In place of the old religion, people seek out new gods. In its period of
decline, Rome was inundated with a plague of religious sects from the
east. Christianity was only one of these, and although ultimately
successful, had to contend with numerous rivals, such as the cult of
Mithras.
When people feel that the world in which they live is tottering, that
they have lost all control over their existence, that their lives and
destinies are determined by unseen forces, then mystical and irrational
tendencies get the upper hand. People believe that the end of the world
is nigh. The early Christians believed this fervently, but many others
suspected it. In point of fact what was coming to an end was not the
world but only a particular form of society - slave society. The success
of Christianity was rooted in the fact that it connected with this
general mood. The world was evil and sinful. It was necessary to turn
one's back on the world and all its works and look forward to another
life after death.
In fact, these ideas were already foreshadowed by philosophical
tendencies in Rome. When men and women lose all hope in existing
society, they have two options: either to try to arrive at a rational
understanding of what is happening in order to fight to change society,
or else to turn their back on society altogether. In the period of
decline, Roman philosophy was dominated by subjectivism - stoicism and
scepticism. Proceeding from a different angle, Epicurus taught people to
seek happiness and learn to live without fear. It is a sublime
philosophy, but in the given context, could only appeal to the more
intelligent sections of the privileged classes. Finally, the
Neo-Platonist philosophy of Plotinus verges on overt mysticism and
superstition, eventually providing a philosophical justification for
Christianity.
By the time the barbarians invaded, the whole structure was on the
verge of collapse, not only economically, but morally and spiritually.
No wonder the barbarians were welcomed as liberators by the slaves and
poorer sections of society. They merely completed a job that had been
well prepared in advance.
The barbarian attacks were an historical accident that served to express an historical necessity.
Why the barbarians triumphed
How was it possible for a highly developed culture to be so easily
overcome by a more backward and primitive one? The seeds of Rome's
destruction were sown long before the barbarian invasions. The basic
contradiction of the slave economy is that it was, paradoxically, based
on
a low productivity of labour. Slave labour is only
productive when it is employed on massive scale. The prior condition for
this is an ample supply of slaves at a low cost. Since slaves breed
very slowly in captivity, the only way a sufficient supply of slaves can
be guaranteed is through continuous warfare. Once the Empire had
reached the limits of its expansion under Hadrian, this became
increasingly difficult.
Once the Empire reached its limits and the contradictions inherent in
slavery began to assert themselves, Rome entered into a long period of
decline that lasted more than four hundred years, until it was
eventually overrun by the barbarians.
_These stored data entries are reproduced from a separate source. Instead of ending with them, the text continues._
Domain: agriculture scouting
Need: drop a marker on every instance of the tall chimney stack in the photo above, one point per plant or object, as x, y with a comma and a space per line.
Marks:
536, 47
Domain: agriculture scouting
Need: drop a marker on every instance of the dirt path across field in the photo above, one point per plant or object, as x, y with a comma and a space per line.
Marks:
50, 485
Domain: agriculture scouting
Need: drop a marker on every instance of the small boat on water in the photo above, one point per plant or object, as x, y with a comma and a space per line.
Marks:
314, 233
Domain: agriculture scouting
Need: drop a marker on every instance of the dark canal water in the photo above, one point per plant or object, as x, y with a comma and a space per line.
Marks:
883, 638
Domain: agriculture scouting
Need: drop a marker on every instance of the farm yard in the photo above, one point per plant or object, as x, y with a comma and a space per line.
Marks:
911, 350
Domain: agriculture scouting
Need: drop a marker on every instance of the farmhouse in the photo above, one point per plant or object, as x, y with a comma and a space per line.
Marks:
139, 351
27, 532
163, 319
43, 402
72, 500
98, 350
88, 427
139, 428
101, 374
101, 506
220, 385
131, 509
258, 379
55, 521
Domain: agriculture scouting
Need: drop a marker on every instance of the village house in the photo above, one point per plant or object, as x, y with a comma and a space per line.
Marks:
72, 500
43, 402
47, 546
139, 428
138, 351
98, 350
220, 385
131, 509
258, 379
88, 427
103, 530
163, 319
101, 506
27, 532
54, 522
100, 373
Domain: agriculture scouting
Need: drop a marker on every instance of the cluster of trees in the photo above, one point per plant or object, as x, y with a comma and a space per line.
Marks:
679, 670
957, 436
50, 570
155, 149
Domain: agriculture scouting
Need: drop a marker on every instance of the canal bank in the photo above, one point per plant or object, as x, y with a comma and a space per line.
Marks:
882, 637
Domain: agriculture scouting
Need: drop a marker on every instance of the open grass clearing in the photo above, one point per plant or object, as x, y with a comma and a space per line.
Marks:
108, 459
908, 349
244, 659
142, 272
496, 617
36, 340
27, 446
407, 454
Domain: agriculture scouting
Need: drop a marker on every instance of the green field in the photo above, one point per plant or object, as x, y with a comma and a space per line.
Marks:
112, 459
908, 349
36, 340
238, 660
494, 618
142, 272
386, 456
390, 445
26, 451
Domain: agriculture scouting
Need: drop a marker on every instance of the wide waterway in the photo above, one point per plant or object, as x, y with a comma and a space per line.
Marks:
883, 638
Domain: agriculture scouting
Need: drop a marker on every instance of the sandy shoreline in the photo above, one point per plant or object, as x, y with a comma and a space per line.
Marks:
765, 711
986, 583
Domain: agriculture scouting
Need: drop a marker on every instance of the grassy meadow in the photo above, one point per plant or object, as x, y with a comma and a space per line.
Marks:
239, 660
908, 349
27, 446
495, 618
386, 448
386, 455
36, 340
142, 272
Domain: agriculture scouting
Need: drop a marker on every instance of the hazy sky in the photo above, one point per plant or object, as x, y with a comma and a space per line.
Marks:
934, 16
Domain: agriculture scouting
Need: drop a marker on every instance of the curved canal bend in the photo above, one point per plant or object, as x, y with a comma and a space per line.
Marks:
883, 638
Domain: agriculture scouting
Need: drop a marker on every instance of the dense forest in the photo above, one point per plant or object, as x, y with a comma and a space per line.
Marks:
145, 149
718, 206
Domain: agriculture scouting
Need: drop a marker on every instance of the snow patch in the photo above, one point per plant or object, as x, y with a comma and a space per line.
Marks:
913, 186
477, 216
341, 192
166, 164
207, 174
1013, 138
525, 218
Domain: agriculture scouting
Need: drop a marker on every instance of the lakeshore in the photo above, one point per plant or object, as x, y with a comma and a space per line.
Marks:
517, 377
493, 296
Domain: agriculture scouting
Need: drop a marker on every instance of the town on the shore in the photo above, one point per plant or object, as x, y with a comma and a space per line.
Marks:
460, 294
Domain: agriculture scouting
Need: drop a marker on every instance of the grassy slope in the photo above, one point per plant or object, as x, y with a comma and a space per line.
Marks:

The mass migrations that brought
about the collapse of the Empire were a common phenomenon among nomadic
pastoral peoples in antiquity and occurred for a variety of reasons -
pressure on pasture land as a result of population growth, climate
changes, etc.
In this case, the more settled peoples of the western steppes and
eastern Europe were driven from their lands by pressure from more
backward nomadic tribes living to the east, the Hsiung-nu, better known
to us as the Huns. Did these barbarians possess a culture? Yes, they
possessed a kind of culture, as every people from the dawn of history
had a culture. The Huns had no knowledge of agriculture, but their horde
was a formidable fighting machine. Their cavalry had no equal in the
world at that time. It was said of them that their country was the back
of a horse.
However, unfortunately for Europe, the Huns in the fourth century
came up against a more advanced culture, a civilization that knew the
art of building, lived in towns and cities, and possessed a disciplined
army - China. The fighting prowess of these dreaded warriors from the
Mongolian steppes was no match for the civilized Chinese, who built the
Great Wall - a formidable engineering feat - to keep them out.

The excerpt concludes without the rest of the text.